Die Änderung der Satzung für das Friedhofs- und Begräbniswesen soll jährliche Einsparungen von rund 46 000 Euro ergeben. Bislang gehörte zu einem Begräbnis von Verstorbenen ohne Angehörige die Körperbestattung in einem Reihengrab.


Trauerstätte für Sternenkinder
Der Bonner Nordfriedhof bietet einen "Sternefeld" als Trauerstätte für Früh-, Fehl- oder Totgeburten - "Sternenkinder".


Seit dem 15. Mai 2013 können Eltern von totgeborenen Kindern - unabhängig vom Gewicht - die Geburt beim Standesamt dokumentieren lassen. 
Auf Wunsch der Eltern wird einen Bescheindiung für das Stammbuch der Familie asugestellt.

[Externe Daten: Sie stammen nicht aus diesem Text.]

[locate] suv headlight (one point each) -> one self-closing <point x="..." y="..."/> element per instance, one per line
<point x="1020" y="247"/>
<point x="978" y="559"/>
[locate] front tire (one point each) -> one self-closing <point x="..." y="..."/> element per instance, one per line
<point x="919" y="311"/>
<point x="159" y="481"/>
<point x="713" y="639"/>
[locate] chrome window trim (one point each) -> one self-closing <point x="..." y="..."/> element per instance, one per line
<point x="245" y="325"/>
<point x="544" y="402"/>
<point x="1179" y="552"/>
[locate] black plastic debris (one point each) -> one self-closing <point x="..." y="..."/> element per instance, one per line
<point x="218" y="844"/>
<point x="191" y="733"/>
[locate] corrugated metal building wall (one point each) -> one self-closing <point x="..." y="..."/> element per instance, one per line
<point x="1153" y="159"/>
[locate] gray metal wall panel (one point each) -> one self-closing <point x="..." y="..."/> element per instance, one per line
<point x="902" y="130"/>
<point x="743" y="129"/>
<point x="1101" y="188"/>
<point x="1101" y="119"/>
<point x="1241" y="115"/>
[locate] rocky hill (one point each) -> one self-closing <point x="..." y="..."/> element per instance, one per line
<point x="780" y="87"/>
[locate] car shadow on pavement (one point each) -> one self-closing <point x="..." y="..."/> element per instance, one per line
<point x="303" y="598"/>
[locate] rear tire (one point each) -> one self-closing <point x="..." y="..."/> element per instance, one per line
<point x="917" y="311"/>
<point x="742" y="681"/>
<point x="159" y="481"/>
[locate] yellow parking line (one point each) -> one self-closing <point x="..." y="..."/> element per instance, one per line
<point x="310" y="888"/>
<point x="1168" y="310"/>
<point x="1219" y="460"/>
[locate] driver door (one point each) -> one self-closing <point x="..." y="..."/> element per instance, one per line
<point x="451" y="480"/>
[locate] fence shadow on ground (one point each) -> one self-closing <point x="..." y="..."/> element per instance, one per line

Memoriam Garten - Zentralfriedhof Bonn
Im Eingangsbereicht an der Gotenstraße des Zentralfriedhofs in Bonn befindet sich der Memoriam-Garten.
Er wurde 2011 durch die Friedhosfgärnter-Genossenschaft und dem Amt für Stadtgrün eröffnet. 
Solche "Errinerungsgärten" gibt es nun auch am Nord- und Südfriedhofs sowei dem Friedhof Duisdorf. 
In den Gärten werden die Verstorbenen benannt. Eine anonyme Beerdigung erfolgt nicht. 
Die Gelder für die Dauergrabpflege sollen von der Friedhofsgärnter-Genossenschaft treuhänderische verwaltet werden. 
Bei einer normalen Köperbestattung mit Stein muss mit Kosten von 10.000 Euro gerechnet werden. Günstiger sind die "Urnenprämiumgräber" und sonsitge Gemeinschaftsgräber. 
Von diesen Kosten ist die Dauergrabpflege umfasst.